Now I want to die to my life because I want to live Christ's life in me.  I want all my desires forever quelled, save the desire for him to desire through me.  I want all my words forever silenced, save the words he speaks through me.  I want all my actions stifled, save the actions of him moving through me.  It’s both death and absolute life conjoined in mystical marriage, his infinite generosity wed to my infinite receptivity.  It's clear such receptivity is impossible for man, yet God appears to be working toward forging it in me.  Such an endeavor is requiring extensive suffering and humiliation in my case (perhaps in any case,) a trial magnified tremendously by his withdrawal in January.  It seems this period of silence has done its work well, as it has gone a very long way in breaking down my final defense of my own, small, separate self.

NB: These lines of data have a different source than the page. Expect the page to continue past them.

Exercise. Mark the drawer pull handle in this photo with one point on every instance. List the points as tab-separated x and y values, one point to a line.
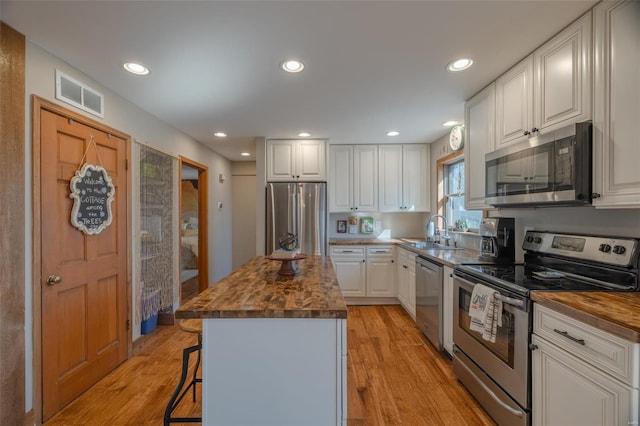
570	337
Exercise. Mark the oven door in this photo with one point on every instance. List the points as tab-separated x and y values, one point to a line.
506	361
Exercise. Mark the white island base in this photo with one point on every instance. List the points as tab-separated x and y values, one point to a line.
274	371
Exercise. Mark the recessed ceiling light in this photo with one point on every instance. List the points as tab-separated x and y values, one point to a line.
292	65
135	68
460	64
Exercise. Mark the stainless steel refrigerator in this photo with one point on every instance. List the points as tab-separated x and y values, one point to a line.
299	208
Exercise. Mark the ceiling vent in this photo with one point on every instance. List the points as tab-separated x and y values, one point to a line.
79	95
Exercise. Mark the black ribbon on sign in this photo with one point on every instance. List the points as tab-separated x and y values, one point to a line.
92	192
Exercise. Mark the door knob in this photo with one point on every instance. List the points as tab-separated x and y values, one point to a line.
54	279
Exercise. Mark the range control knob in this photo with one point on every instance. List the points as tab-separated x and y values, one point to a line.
619	249
605	248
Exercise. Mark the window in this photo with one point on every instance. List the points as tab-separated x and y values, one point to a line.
457	217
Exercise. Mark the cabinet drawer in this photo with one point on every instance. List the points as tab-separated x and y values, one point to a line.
407	258
380	251
616	356
347	251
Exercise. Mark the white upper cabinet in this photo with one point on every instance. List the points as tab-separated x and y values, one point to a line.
563	77
415	178
353	178
404	178
390	166
514	104
479	118
297	160
547	90
617	104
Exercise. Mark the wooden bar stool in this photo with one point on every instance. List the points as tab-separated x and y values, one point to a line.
190	326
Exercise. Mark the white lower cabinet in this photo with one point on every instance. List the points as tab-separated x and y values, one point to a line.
447	309
365	271
381	271
407	281
349	263
581	375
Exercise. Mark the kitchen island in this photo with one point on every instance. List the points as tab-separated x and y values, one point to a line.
273	347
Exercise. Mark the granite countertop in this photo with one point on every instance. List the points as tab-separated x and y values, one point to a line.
446	257
613	312
256	290
363	241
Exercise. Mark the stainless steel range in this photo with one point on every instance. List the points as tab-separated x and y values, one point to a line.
498	374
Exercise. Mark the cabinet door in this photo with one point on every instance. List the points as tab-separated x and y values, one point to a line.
381	277
340	178
411	281
415	178
390	182
280	161
514	104
310	163
617	104
351	275
447	309
403	281
365	178
568	391
479	140
563	77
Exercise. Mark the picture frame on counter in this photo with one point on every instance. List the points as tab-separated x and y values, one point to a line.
366	225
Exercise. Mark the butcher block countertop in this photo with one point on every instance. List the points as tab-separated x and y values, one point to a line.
617	313
256	290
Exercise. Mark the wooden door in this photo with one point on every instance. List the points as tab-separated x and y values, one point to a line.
84	316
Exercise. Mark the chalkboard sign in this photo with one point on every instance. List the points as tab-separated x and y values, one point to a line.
92	193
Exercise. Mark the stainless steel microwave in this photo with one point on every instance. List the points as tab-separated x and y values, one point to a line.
549	169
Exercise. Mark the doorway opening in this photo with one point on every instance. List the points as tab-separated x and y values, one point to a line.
194	266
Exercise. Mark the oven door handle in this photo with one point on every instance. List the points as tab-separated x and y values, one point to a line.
510	300
513	411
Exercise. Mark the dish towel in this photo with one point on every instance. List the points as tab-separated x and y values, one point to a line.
485	311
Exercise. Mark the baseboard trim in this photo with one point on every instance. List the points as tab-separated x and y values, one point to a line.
371	301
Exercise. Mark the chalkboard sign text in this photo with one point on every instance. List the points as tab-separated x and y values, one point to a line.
92	193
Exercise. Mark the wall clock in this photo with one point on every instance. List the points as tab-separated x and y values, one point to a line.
456	137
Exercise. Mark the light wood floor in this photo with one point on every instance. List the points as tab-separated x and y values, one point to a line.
394	378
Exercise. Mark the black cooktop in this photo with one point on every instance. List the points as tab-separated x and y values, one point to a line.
524	278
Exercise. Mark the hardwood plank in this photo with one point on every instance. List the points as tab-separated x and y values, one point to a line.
395	377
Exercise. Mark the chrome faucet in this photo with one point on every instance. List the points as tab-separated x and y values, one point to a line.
430	229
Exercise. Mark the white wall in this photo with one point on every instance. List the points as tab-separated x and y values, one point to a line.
392	225
141	126
243	181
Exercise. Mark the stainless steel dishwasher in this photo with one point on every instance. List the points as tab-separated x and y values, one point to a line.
429	300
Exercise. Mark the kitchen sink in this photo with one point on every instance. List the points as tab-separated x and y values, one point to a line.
430	245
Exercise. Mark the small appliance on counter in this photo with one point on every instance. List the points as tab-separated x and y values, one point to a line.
497	239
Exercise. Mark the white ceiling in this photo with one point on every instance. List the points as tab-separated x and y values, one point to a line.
371	66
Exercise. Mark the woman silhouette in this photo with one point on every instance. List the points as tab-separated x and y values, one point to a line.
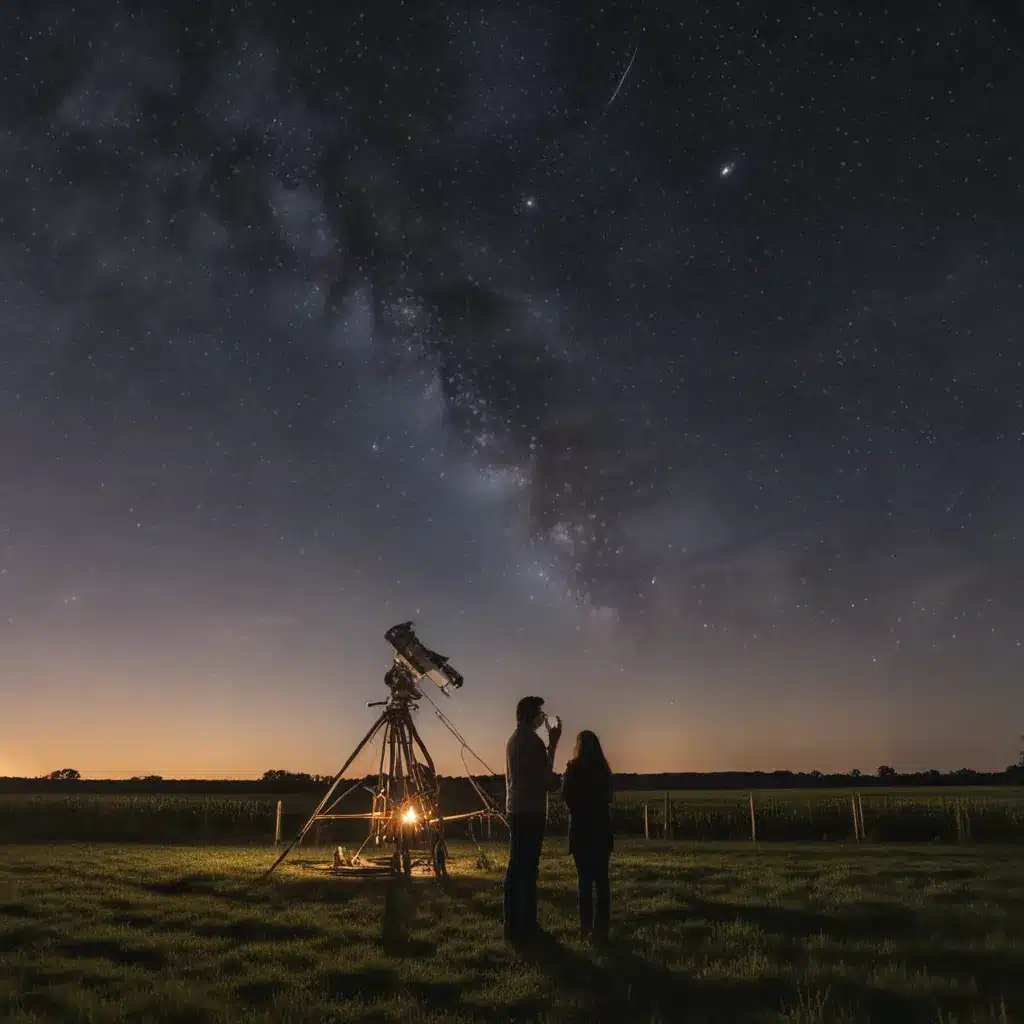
587	788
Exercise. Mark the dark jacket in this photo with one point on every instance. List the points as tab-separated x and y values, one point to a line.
588	795
528	777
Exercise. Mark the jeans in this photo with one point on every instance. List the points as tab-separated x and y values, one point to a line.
525	841
592	873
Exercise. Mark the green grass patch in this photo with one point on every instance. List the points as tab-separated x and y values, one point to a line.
92	933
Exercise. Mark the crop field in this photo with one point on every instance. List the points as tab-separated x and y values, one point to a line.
772	933
888	815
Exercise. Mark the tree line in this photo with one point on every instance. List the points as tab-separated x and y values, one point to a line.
283	780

I'm not there yet; there's still more to be endured.  Yet, like Job, I'm in a place where I'm resigned to the trouble.  God will do whatever it takes to see it through.  It may continue to be grueling, but like Jeremiah he will renew my mind and body each day until the purging is complete.  I suspect when I'm ready, there will be nothing left of me.  Christ will be all in all in me, and to receive him will be to receive a myself.

It could be I'm mistaken.  All the wise counsel I've received, from folks I respect very much, would say I am.  They say I seek the impossible or that the process of healthy transformation does not follow this pattern.  They have both common sense and a wealth of collective experience to commend their viewpoints.  I might be wise to heed them, but I cannot deny or resist what's in my heart or upon my conscience.  If I am wrong, it's clear I will lose everything.  I will have hollowed out everything both inside and out, with nothing to fill the void.  It will not end well.  My hope is in God, that he will rescue me.  Whether he does or not, I resign myself to seek him and be sought in this way.  Grace is beyond comprehension, and I desperately need it now.  It could be I'm both mistaken and saved, for when have we humans ever been right?